3) Once prepared, machine learning algorithms are run on the data in order to produce a model.
4) The model is then evaluated on new, unforeseen, data to see whether it captured something sensible from the data. If it does, then it is deployed in a production environment where it is used to make predictions on new data.
While this typical approach is valuable, it is limited by the fact that the models learn only once. While you may have developed a great model, changing business conditions may make it irrelevant. For instance, assume machine learning is used to detect anomaly in credit card transactions. The model is created using years of past transactions and anomalies are fraudulent transactions. With a good data science team and the right algorithms, it is possible to obtain a fairly accurate model. This model can then be deployed in a payment system where it flags anomalies when it detects them. Transactions with anomalies are then rejected. This is effective in the short term, but clever criminals will soon recognize that their scam is detected. They will adapt, and they will find new ways to use stolen credit card information. The model will not detect these new ways because they were not present in the data that was used to produce it. As a result, the model effectiveness will drop.

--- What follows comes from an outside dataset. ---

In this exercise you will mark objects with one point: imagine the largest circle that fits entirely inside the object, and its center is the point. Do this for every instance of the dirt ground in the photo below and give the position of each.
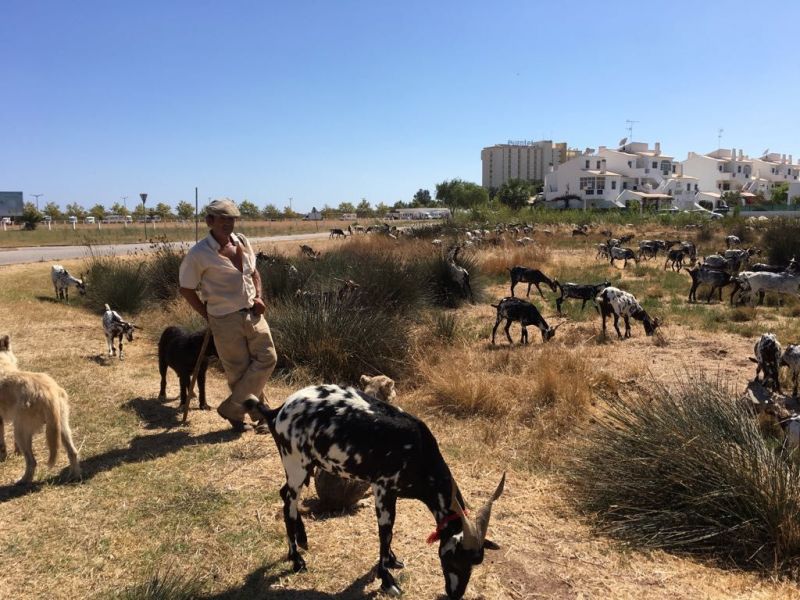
(203, 502)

The cure to avoid this performance degradation is to monitor the effectiveness of model predictions by comparing them with actuals. For instance, after some delay, a bank will know which transactions were fraudulent or not. Then it is possible to compare the actual fraudulent transactions with the anomalies detected by the machine learning model. From this comparison one can compute the accuracy of the predictions. One can then monitor this accuracy over time and watch for drops. When a drop happens, then it is time to refresh the machine learning model with more up to date data. This is what we call a feedback loop. See here:
With a feedback loop, the system learns continuously by monitoring the effectiveness of predictions and retraining when needed. Monitoring and using the resulting feedback are at the core of machine learning. This is no different than how humans perform a new task. We learn from our mistakes, adjust, and act. Machine learning is no different.

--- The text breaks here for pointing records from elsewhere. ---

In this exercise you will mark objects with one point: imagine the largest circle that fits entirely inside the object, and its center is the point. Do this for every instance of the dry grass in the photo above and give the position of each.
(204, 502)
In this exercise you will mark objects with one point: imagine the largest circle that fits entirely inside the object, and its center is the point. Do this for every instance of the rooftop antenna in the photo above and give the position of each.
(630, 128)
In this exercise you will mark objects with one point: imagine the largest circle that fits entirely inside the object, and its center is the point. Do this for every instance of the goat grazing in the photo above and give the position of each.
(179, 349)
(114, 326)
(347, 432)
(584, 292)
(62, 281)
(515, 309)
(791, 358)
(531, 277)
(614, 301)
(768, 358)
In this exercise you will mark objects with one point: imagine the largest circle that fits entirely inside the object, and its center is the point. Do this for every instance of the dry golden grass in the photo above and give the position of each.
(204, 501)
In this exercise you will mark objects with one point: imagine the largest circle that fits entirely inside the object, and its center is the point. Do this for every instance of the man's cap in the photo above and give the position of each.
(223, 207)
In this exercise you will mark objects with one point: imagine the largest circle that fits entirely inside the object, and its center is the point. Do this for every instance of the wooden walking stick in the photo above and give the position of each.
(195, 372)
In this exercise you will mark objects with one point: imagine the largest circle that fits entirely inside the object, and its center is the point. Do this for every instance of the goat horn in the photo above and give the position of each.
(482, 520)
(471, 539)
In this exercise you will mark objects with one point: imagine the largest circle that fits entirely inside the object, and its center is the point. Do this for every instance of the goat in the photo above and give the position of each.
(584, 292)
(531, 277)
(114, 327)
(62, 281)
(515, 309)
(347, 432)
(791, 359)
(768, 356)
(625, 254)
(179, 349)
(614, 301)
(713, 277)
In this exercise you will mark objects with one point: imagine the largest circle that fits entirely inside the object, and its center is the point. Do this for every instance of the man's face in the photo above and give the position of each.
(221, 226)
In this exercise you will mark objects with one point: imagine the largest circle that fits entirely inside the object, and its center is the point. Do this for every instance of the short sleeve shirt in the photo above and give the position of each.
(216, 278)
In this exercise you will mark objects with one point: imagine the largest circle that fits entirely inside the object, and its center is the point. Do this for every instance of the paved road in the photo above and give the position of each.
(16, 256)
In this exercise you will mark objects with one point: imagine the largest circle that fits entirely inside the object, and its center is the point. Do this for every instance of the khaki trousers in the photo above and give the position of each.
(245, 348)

Companies that are convinced that machine learning should be a core component of their analytics journey need a tested and repeatable model: a methodology. Our experience working with countless clients has led us to devise a methodology that we call DataFirst. It is a step-by-step approach for machine learning success.

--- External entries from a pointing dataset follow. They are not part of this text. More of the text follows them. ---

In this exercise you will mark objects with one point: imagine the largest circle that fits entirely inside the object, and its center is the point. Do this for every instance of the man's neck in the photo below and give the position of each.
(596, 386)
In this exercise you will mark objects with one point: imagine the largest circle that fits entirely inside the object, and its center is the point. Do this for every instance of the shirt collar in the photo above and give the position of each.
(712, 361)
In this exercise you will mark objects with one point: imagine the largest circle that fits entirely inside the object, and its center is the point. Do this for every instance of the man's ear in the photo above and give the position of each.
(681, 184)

Phase 1: The Data Assessment
The objective is to understand your data assets and verify that all the data needed to meet the business goal for machine learning is available. If not, you can take action at that point, to bring in new sources of data (internal or external), to align with the stated goal.
Phase 2: The Workshop
The purpose of a workshop goal is to ensure alignment on the definition and scope of the machine learning project. We usually cover these topics:
- Level set on what machine learning can do and cannot do
- Agree on which data to use.
- Agree on the metric to be used results evaluation
- Explore how the machine learning workflow, especially deployment and feedback loop, would integrate with other IT systems and applications.
Phase 3: The Prototype
The prototype aims at showing machine learning value with actual data. It will also be used to assess performance and resources needed to run and operate a production ready machine learning system. When completed, the prototype is often key to secure a decision to develop a production ready system.
Leaders in the Data era will leverage their assets to develop superior machine learning and insight, driven from a dynamic corpus of data. A differentiated approach requires a methodical process and a focus on differentiation with a feedback loop. In the modern business environment, data is no longer an aspect of competitive advantage; it is the basis of competitive advantage.